Amazon fundamentals: Strong sales and robust balance sheet
Amazon’s revenue rose 42% to $125.6 billion in the fourth quarter. The revenue growth accelerated from 36% in the third quarter and 21% a year earlier. The company delivered a $7.2 billion profit for the quarter, which more than doubled from $3.3 billion a year earlier. The strong results stemmed from Amazon benefiting from the pandemic accelerating the shift to online shopping.
The pandemic also helped push more people to Amazon’s lucrative Prime program. Prime members not only spend more on Amazon purchases than regular shoppers, but they also pay an annual subscription fee of $119. Amazon’s subscription sales rose 35% to $7.1 billion in the fourth quarter. It means Amazon wins double with the Prime program as more people join it.
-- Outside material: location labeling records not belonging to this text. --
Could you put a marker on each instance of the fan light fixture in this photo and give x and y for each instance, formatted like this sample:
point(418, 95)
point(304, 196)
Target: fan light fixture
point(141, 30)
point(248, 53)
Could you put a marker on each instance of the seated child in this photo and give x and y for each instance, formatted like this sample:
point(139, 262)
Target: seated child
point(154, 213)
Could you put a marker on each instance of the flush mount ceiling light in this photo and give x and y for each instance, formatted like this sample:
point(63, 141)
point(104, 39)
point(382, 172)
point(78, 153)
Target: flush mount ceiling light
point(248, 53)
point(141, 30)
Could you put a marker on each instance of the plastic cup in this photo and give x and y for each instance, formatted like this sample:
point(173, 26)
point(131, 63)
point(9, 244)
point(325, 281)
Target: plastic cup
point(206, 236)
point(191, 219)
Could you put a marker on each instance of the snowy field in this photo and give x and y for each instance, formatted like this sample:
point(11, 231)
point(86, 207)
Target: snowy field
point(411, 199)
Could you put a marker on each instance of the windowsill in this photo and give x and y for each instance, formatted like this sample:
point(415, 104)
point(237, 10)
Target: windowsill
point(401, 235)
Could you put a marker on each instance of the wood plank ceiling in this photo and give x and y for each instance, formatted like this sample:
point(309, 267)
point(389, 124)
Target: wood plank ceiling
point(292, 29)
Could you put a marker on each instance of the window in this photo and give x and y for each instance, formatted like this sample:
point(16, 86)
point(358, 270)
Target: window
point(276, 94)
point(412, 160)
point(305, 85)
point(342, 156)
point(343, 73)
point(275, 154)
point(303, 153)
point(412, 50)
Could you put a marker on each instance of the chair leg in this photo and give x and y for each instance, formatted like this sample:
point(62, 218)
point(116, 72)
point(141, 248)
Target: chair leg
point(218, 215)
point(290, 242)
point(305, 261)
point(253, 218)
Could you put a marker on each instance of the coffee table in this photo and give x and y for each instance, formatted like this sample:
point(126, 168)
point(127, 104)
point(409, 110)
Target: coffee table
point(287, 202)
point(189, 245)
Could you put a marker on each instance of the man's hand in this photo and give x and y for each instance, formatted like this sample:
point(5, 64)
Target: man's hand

The company expects its revenue to grow between 33% and 40% in the first quarter of 2021. It sees operating profit coming in the range of $3 billion – $6.5 billion, compared to $4 billion in the same period last year.
Amazon has made huge investments in its delivery infrastructure. As a result, it cannot only ship packages to customers faster but also controls fulfillment costs. That, in turn, makes its business more profitable.
In addition to the e-commerce and cloud computing trends that are moving in their favor, Amazon also stands to benefit from the rise in online gaming and digital advertising. Amazon’s Twitch platform offers a live videogame streaming service and sells subscriptions and ads. Moreover, Amazon serves ads on its retail marketplace for merchants and brands.
Indeed, Amazon has become a major disruptive force in the digital advertising industry currently controlled by Google and Facebook. According to eMarkter, Amazon’s US ad sales shot up to $14.6 billion in 2020 from $10.2 billion in 2019. The ad sales are on track to reach $25 billion in 2022.
Amazon finished 2020 with $42.3 billion in cash against long-term debt of $31.8 billion. The strong balance sheet puts the company in a great position to continue investing in future growth.
A look at Amazon stock’s technicals
Amazon stock sports an RSI of 51. It trades 1.8% above its SMA 50 and 8% above its SMA 200.
Amazon is among investors’ favorite tech stocks. It has gained more than 50% in the past 12 months. Valuations are generally stretched across the stock market, with the S&P 500 at 45 times forward earnings. While Amazon is trading on the higher side at 49 times forward earnings, the valuation is more favorable than Shopify at nearly 400 times forward earnings.
Amazon stock has many secular tailwinds to keep it rising for the long-term.